Smart Query Routing in RAG: Intent, Confidence, and Fallbacks
RAG systems benefit hugely from a router that can interpret intent, score confidence, and choose a suitable strategy (semantic, keyword, comprehensive) with sensible fallbacks. This post details a concrete implementation and the configuration surfaces you can tune in production.
Router Responsibilities
- Intent detection and query-type classification
- Confidence scoring and thresholding
- Strategy selection and fallback orchestration
- Respect runtime settings (feature flags, thresholds, timeouts)
The following snippets are from backend/core/query_router.py
and backend/core/settings_manager.py
.
Confidence-Driven Routing
The router computes a confidence score and applies a fallback when it falls below a configured threshold.
# backend/core/query_router.py
async def route_query_with_confidence(self, question: str, chat_history: Optional[List[Dict]] = None) -> Dict[str, Any]:
start_time = time.time()
routing_settings = get_settings_manager().get_routing_settings()
try:
routing_result = await self._smart_route_with_confidence(question, chat_history, routing_settings)
if routing_result["confidence"] < routing_settings.confidence_threshold:
logger.info(
f"Low confidence ({routing_result['confidence']:.2f}) for query: '{question[:50]}...', applying fallback"
)
routing_result = await self._apply_fallback_strategy(question, chat_history, routing_settings)
processing_time = time.time() - start_time
routing_result["processing_time"] = processing_time
routing_result["settings_applied"] = True
return routing_result
except Exception as e:
logger.error(f"Error in enhanced query routing: {e}")
return await self._emergency_fallback(question, chat_history)
This routing path surfaces a confidence
field, processing_time
, and a settings_applied
marker for downstream analytics.
Intent Analysis + Query Type
The router first categorizes the query to assign a coarse strategy.
# backend/core/query_router.py
def route_query(self, question: str) -> Tuple[QueryType, Optional[str]]:
settings_manager = get_settings_manager()

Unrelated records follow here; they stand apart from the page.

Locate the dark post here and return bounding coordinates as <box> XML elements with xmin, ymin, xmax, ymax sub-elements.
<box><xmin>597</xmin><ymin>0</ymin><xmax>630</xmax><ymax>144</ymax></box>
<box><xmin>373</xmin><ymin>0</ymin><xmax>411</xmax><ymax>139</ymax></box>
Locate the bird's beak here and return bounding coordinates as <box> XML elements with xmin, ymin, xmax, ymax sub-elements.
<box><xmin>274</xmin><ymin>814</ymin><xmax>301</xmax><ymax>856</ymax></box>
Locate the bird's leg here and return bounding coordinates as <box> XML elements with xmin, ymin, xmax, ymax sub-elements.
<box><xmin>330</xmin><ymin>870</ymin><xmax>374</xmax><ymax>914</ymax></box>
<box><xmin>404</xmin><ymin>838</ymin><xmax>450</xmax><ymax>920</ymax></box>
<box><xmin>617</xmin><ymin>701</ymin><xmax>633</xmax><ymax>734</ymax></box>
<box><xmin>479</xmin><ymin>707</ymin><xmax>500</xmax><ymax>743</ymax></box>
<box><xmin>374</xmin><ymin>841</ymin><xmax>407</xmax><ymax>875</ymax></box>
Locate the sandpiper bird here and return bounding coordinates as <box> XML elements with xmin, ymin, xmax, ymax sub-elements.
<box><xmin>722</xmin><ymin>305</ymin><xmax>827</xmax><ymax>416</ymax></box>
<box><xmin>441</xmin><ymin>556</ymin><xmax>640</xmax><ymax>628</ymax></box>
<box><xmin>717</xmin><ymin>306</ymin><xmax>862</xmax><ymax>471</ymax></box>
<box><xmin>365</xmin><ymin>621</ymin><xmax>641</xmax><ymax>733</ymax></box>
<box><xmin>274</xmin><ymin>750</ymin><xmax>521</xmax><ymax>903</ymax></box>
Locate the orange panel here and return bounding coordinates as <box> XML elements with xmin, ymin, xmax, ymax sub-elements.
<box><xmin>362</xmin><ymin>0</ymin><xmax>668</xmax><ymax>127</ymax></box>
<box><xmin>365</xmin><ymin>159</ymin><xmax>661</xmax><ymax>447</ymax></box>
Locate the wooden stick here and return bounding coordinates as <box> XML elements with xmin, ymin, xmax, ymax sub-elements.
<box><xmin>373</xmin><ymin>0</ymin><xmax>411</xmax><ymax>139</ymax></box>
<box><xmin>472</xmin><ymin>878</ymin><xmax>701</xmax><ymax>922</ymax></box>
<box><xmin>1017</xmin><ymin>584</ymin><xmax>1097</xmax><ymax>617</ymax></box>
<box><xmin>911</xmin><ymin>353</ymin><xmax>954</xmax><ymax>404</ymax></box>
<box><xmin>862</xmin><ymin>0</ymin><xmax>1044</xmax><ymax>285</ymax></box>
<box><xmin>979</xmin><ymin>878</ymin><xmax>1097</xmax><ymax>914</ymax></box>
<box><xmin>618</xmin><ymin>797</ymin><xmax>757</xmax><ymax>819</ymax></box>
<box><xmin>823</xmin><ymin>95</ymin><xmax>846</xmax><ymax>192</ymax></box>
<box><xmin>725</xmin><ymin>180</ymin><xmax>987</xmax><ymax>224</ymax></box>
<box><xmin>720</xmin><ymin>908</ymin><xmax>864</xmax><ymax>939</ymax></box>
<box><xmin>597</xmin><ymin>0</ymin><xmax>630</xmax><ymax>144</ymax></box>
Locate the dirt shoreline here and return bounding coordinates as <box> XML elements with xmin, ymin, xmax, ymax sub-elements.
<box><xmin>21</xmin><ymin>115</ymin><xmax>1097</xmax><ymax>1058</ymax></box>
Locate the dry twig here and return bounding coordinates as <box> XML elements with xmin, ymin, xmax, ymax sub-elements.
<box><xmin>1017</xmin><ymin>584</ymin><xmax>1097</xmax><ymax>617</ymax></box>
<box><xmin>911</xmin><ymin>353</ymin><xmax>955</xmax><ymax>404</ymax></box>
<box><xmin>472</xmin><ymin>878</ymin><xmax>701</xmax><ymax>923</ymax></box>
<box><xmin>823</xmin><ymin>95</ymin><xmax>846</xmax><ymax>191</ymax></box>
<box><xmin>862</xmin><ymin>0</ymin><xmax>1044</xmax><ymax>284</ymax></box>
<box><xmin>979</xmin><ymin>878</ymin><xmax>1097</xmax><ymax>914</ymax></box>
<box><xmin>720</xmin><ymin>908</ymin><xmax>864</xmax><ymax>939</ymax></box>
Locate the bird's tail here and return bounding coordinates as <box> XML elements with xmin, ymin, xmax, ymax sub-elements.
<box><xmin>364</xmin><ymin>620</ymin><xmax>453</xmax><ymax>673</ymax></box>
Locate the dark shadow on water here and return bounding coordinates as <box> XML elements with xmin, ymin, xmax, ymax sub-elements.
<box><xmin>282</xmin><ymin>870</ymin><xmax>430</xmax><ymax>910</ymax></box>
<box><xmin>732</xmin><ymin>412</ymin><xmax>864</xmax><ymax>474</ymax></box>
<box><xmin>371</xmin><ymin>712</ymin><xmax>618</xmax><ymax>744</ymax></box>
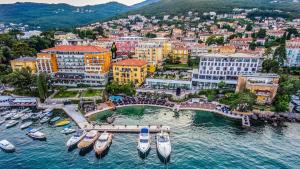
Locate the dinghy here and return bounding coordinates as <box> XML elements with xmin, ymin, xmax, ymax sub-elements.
<box><xmin>5</xmin><ymin>120</ymin><xmax>19</xmax><ymax>128</ymax></box>
<box><xmin>156</xmin><ymin>131</ymin><xmax>171</xmax><ymax>163</ymax></box>
<box><xmin>77</xmin><ymin>130</ymin><xmax>100</xmax><ymax>150</ymax></box>
<box><xmin>20</xmin><ymin>121</ymin><xmax>32</xmax><ymax>130</ymax></box>
<box><xmin>94</xmin><ymin>132</ymin><xmax>113</xmax><ymax>156</ymax></box>
<box><xmin>137</xmin><ymin>128</ymin><xmax>151</xmax><ymax>156</ymax></box>
<box><xmin>66</xmin><ymin>130</ymin><xmax>86</xmax><ymax>148</ymax></box>
<box><xmin>0</xmin><ymin>140</ymin><xmax>15</xmax><ymax>152</ymax></box>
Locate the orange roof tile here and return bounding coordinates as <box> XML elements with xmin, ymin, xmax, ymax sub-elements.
<box><xmin>43</xmin><ymin>45</ymin><xmax>107</xmax><ymax>52</ymax></box>
<box><xmin>113</xmin><ymin>59</ymin><xmax>147</xmax><ymax>67</ymax></box>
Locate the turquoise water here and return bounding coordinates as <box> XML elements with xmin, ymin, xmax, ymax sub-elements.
<box><xmin>0</xmin><ymin>107</ymin><xmax>300</xmax><ymax>169</ymax></box>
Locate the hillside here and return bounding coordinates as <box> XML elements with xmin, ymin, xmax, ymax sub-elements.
<box><xmin>127</xmin><ymin>0</ymin><xmax>300</xmax><ymax>16</ymax></box>
<box><xmin>0</xmin><ymin>0</ymin><xmax>158</xmax><ymax>29</ymax></box>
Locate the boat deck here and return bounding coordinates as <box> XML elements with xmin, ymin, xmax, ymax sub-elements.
<box><xmin>86</xmin><ymin>124</ymin><xmax>171</xmax><ymax>133</ymax></box>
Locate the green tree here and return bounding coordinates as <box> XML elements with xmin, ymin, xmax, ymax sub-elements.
<box><xmin>262</xmin><ymin>59</ymin><xmax>279</xmax><ymax>73</ymax></box>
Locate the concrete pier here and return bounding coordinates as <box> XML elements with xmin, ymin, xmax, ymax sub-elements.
<box><xmin>86</xmin><ymin>124</ymin><xmax>171</xmax><ymax>133</ymax></box>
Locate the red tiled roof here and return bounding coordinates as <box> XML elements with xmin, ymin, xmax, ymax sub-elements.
<box><xmin>43</xmin><ymin>45</ymin><xmax>107</xmax><ymax>52</ymax></box>
<box><xmin>114</xmin><ymin>59</ymin><xmax>147</xmax><ymax>66</ymax></box>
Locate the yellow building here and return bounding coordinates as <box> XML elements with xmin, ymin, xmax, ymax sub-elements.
<box><xmin>10</xmin><ymin>57</ymin><xmax>37</xmax><ymax>73</ymax></box>
<box><xmin>113</xmin><ymin>59</ymin><xmax>147</xmax><ymax>86</ymax></box>
<box><xmin>236</xmin><ymin>73</ymin><xmax>279</xmax><ymax>104</ymax></box>
<box><xmin>171</xmin><ymin>46</ymin><xmax>189</xmax><ymax>64</ymax></box>
<box><xmin>134</xmin><ymin>42</ymin><xmax>164</xmax><ymax>73</ymax></box>
<box><xmin>37</xmin><ymin>45</ymin><xmax>111</xmax><ymax>87</ymax></box>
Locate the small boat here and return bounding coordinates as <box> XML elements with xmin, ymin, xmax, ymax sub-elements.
<box><xmin>3</xmin><ymin>113</ymin><xmax>16</xmax><ymax>120</ymax></box>
<box><xmin>40</xmin><ymin>117</ymin><xmax>50</xmax><ymax>124</ymax></box>
<box><xmin>54</xmin><ymin>119</ymin><xmax>70</xmax><ymax>127</ymax></box>
<box><xmin>0</xmin><ymin>140</ymin><xmax>15</xmax><ymax>152</ymax></box>
<box><xmin>21</xmin><ymin>113</ymin><xmax>32</xmax><ymax>121</ymax></box>
<box><xmin>20</xmin><ymin>121</ymin><xmax>32</xmax><ymax>130</ymax></box>
<box><xmin>5</xmin><ymin>120</ymin><xmax>19</xmax><ymax>128</ymax></box>
<box><xmin>11</xmin><ymin>113</ymin><xmax>24</xmax><ymax>120</ymax></box>
<box><xmin>50</xmin><ymin>116</ymin><xmax>60</xmax><ymax>123</ymax></box>
<box><xmin>77</xmin><ymin>130</ymin><xmax>99</xmax><ymax>150</ymax></box>
<box><xmin>137</xmin><ymin>127</ymin><xmax>151</xmax><ymax>155</ymax></box>
<box><xmin>94</xmin><ymin>132</ymin><xmax>113</xmax><ymax>156</ymax></box>
<box><xmin>66</xmin><ymin>130</ymin><xmax>86</xmax><ymax>148</ymax></box>
<box><xmin>156</xmin><ymin>131</ymin><xmax>171</xmax><ymax>163</ymax></box>
<box><xmin>27</xmin><ymin>129</ymin><xmax>46</xmax><ymax>140</ymax></box>
<box><xmin>0</xmin><ymin>120</ymin><xmax>5</xmax><ymax>125</ymax></box>
<box><xmin>61</xmin><ymin>127</ymin><xmax>76</xmax><ymax>135</ymax></box>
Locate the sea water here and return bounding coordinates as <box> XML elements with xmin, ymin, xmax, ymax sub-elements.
<box><xmin>0</xmin><ymin>107</ymin><xmax>300</xmax><ymax>169</ymax></box>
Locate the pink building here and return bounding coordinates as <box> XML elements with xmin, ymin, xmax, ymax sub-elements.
<box><xmin>116</xmin><ymin>36</ymin><xmax>144</xmax><ymax>56</ymax></box>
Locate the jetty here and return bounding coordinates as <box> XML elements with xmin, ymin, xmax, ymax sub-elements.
<box><xmin>86</xmin><ymin>124</ymin><xmax>171</xmax><ymax>133</ymax></box>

if not settings_manager.is_feature_enabled("enable_smart_routing"):
return QueryType.AI_TEXT_RESPONSE, None
search_term = self._check_specific_image_search(question)
if search_term:
return QueryType.SPECIFIC_IMAGE_SEARCH, search_term
if self._check_all_images_pattern(question):
return QueryType.ALL_IMAGES, "all"
search_term = self._check_show_me_pattern(question)
if search_term:
return QueryType.SHOW_ME_PATTERN, search_term
search_term = self._check_general_image_pattern(question)
if search_term:
return QueryType.GENERAL_IMAGE_PATTERN, search_term
return QueryType.AI_TEXT_RESPONSE, None
This example focuses on an illustrations use case, but the same pattern applies to RAG search vs. keyword vs. image vs. default response.
Fallback Strategies
Fallbacks are configurable, including a keyword-only path that honors fuzzy matching flags.

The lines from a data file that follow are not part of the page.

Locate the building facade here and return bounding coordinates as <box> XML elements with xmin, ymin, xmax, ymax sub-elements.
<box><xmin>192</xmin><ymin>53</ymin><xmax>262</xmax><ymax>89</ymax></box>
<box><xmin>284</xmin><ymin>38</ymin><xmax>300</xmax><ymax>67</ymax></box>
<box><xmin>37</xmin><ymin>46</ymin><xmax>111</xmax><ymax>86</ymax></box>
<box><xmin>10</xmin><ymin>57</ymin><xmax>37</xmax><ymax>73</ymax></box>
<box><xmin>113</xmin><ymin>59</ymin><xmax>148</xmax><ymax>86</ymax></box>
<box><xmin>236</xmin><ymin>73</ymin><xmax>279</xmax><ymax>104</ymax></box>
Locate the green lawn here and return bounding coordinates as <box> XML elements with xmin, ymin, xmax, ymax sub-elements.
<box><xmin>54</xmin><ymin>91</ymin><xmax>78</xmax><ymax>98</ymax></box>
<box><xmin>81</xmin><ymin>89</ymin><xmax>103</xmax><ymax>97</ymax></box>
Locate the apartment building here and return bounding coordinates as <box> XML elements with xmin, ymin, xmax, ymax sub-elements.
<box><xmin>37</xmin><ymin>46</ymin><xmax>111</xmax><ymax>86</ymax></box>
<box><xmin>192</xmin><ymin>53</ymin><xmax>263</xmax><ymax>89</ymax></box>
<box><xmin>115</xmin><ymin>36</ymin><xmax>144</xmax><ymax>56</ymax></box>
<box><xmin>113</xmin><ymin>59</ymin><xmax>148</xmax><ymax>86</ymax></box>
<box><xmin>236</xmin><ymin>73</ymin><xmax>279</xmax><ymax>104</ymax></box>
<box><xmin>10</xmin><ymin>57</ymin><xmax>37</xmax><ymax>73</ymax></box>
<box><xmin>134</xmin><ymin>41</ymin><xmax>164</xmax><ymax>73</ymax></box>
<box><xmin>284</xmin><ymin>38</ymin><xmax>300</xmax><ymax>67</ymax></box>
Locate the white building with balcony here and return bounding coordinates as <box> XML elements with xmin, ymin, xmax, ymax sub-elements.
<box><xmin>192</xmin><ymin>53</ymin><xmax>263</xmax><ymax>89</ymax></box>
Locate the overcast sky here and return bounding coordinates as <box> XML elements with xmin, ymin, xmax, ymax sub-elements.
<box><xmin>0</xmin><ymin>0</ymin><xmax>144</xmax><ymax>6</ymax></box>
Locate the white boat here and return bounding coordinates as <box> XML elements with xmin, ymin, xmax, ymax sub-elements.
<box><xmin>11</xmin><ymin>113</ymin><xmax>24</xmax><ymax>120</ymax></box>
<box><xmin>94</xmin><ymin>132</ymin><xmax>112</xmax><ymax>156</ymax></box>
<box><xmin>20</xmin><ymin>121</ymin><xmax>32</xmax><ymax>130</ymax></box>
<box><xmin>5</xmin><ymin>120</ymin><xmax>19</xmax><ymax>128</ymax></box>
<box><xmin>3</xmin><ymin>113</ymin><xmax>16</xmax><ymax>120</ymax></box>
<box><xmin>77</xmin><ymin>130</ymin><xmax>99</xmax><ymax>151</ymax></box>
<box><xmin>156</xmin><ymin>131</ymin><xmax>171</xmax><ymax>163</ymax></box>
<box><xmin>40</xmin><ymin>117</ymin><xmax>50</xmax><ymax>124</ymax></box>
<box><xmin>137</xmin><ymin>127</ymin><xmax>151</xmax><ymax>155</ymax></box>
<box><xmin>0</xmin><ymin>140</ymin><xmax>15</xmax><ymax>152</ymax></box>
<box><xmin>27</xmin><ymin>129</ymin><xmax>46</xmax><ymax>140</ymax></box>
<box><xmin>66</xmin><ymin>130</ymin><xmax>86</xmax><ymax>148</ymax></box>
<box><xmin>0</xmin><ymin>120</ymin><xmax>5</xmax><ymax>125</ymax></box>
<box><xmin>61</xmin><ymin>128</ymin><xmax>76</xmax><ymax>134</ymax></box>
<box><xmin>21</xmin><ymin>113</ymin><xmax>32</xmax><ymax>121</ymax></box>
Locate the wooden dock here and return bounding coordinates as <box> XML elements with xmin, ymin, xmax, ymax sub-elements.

# backend/core/query_router.py
async def _keyword_matching_fallback(self, question: str, chat_history: Optional[List[Dict]]) -> Dict[str, Any]:
try:
from .settings_manager import get_settings_manager
sr_settings = get_settings_manager().get_search_retrieval_settings()
fuzzy_enabled = bool(getattr(sr_settings, "enable_fuzzy_matching", True))
except Exception:
fuzzy_enabled = True
return {
"strategy": "keyword_matching",
"query_type": "keyword",
"search_method": "keyword_only",
"use_fuzzy_matching": fuzzy_enabled,
"confidence": 0.4,
"fallback_applied": True,
}
Additional fallbacks include semantic_similarity
and comprehensive_search
, along with an emergency_fallback
for hard errors.
Tunable Settings
Routing behavior is controlled by QueryRoutingSettings
loaded via the SettingsManager
.
# backend/core/settings_schemas.py (excerpt)
@dataclass
class QueryRoutingSettings:
enable_smart_routing: bool = True
confidence_threshold: float = 0.75
fallback_strategy: str = "comprehensive_search"

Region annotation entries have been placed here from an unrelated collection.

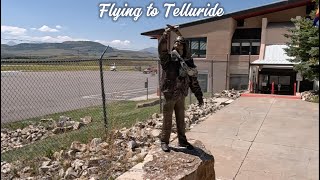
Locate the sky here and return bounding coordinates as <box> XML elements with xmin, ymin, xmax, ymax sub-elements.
<box><xmin>1</xmin><ymin>0</ymin><xmax>279</xmax><ymax>50</ymax></box>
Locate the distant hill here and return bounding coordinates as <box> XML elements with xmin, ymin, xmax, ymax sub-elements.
<box><xmin>6</xmin><ymin>41</ymin><xmax>17</xmax><ymax>46</ymax></box>
<box><xmin>140</xmin><ymin>47</ymin><xmax>158</xmax><ymax>54</ymax></box>
<box><xmin>1</xmin><ymin>41</ymin><xmax>157</xmax><ymax>59</ymax></box>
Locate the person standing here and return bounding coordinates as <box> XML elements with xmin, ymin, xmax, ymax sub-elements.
<box><xmin>158</xmin><ymin>26</ymin><xmax>203</xmax><ymax>152</ymax></box>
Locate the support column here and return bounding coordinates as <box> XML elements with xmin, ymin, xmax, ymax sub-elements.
<box><xmin>259</xmin><ymin>18</ymin><xmax>268</xmax><ymax>59</ymax></box>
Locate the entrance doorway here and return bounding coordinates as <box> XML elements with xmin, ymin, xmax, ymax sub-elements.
<box><xmin>258</xmin><ymin>69</ymin><xmax>296</xmax><ymax>95</ymax></box>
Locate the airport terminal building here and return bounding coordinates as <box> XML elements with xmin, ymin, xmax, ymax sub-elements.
<box><xmin>141</xmin><ymin>0</ymin><xmax>315</xmax><ymax>95</ymax></box>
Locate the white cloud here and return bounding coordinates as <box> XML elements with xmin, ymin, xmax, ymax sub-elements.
<box><xmin>38</xmin><ymin>25</ymin><xmax>59</xmax><ymax>32</ymax></box>
<box><xmin>95</xmin><ymin>39</ymin><xmax>131</xmax><ymax>49</ymax></box>
<box><xmin>1</xmin><ymin>25</ymin><xmax>27</xmax><ymax>36</ymax></box>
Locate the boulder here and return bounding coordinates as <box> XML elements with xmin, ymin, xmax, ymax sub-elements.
<box><xmin>117</xmin><ymin>140</ymin><xmax>215</xmax><ymax>180</ymax></box>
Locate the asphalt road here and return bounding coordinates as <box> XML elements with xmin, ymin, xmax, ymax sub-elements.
<box><xmin>1</xmin><ymin>71</ymin><xmax>158</xmax><ymax>123</ymax></box>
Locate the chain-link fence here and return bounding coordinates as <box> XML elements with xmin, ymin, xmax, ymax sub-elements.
<box><xmin>1</xmin><ymin>59</ymin><xmax>160</xmax><ymax>161</ymax></box>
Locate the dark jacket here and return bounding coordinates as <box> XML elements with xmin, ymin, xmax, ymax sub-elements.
<box><xmin>158</xmin><ymin>35</ymin><xmax>203</xmax><ymax>100</ymax></box>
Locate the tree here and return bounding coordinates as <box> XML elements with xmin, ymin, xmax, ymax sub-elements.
<box><xmin>285</xmin><ymin>0</ymin><xmax>319</xmax><ymax>80</ymax></box>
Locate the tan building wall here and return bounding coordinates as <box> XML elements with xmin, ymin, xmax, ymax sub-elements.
<box><xmin>244</xmin><ymin>6</ymin><xmax>306</xmax><ymax>28</ymax></box>
<box><xmin>266</xmin><ymin>24</ymin><xmax>289</xmax><ymax>45</ymax></box>
<box><xmin>164</xmin><ymin>6</ymin><xmax>306</xmax><ymax>92</ymax></box>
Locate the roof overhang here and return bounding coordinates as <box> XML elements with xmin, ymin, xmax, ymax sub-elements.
<box><xmin>141</xmin><ymin>0</ymin><xmax>312</xmax><ymax>38</ymax></box>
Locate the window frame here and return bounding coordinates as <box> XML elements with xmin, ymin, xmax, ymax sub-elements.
<box><xmin>186</xmin><ymin>37</ymin><xmax>208</xmax><ymax>58</ymax></box>
<box><xmin>231</xmin><ymin>39</ymin><xmax>261</xmax><ymax>55</ymax></box>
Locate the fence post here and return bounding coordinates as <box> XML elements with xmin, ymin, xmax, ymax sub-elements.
<box><xmin>99</xmin><ymin>46</ymin><xmax>109</xmax><ymax>133</ymax></box>
<box><xmin>158</xmin><ymin>60</ymin><xmax>162</xmax><ymax>113</ymax></box>
<box><xmin>145</xmin><ymin>78</ymin><xmax>149</xmax><ymax>100</ymax></box>
<box><xmin>189</xmin><ymin>88</ymin><xmax>192</xmax><ymax>104</ymax></box>
<box><xmin>211</xmin><ymin>60</ymin><xmax>213</xmax><ymax>98</ymax></box>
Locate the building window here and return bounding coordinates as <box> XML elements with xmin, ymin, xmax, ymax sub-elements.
<box><xmin>229</xmin><ymin>74</ymin><xmax>249</xmax><ymax>90</ymax></box>
<box><xmin>231</xmin><ymin>28</ymin><xmax>261</xmax><ymax>55</ymax></box>
<box><xmin>237</xmin><ymin>19</ymin><xmax>244</xmax><ymax>27</ymax></box>
<box><xmin>198</xmin><ymin>73</ymin><xmax>208</xmax><ymax>92</ymax></box>
<box><xmin>231</xmin><ymin>39</ymin><xmax>260</xmax><ymax>55</ymax></box>
<box><xmin>187</xmin><ymin>38</ymin><xmax>207</xmax><ymax>58</ymax></box>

enable_query_caching: bool = True
query_cache_ttl_seconds: int = 300
enable_parallel_processing: bool = True
max_retries: int = 3
# Search configuration
enable_fuzzy_matching: bool = True
similarity_threshold: float = 0.5
fuzzy_threshold: float = 0.6
max_search_results: int = 10
Practical Guidance
- Start with
confidence_threshold
≈ 0.7–0.8; review logs for borderline cases and adjust. - Prefer
comprehensive_search
fallback in early deployments; migrate to more selective fallbacks once signals are strong. - Keep
max_retries
≤ 3 with exponential backoff to bound latency. - Expose
enable_smart_routing
as a feature flag to A/B routing vs. direct semantic search.
Observability
The router logs include hash-based identifiers and timing. For production, feed routing_result
, confidence
, and fallback_applied
into your analytics to build win-rate dashboards per strategy and per domain segment.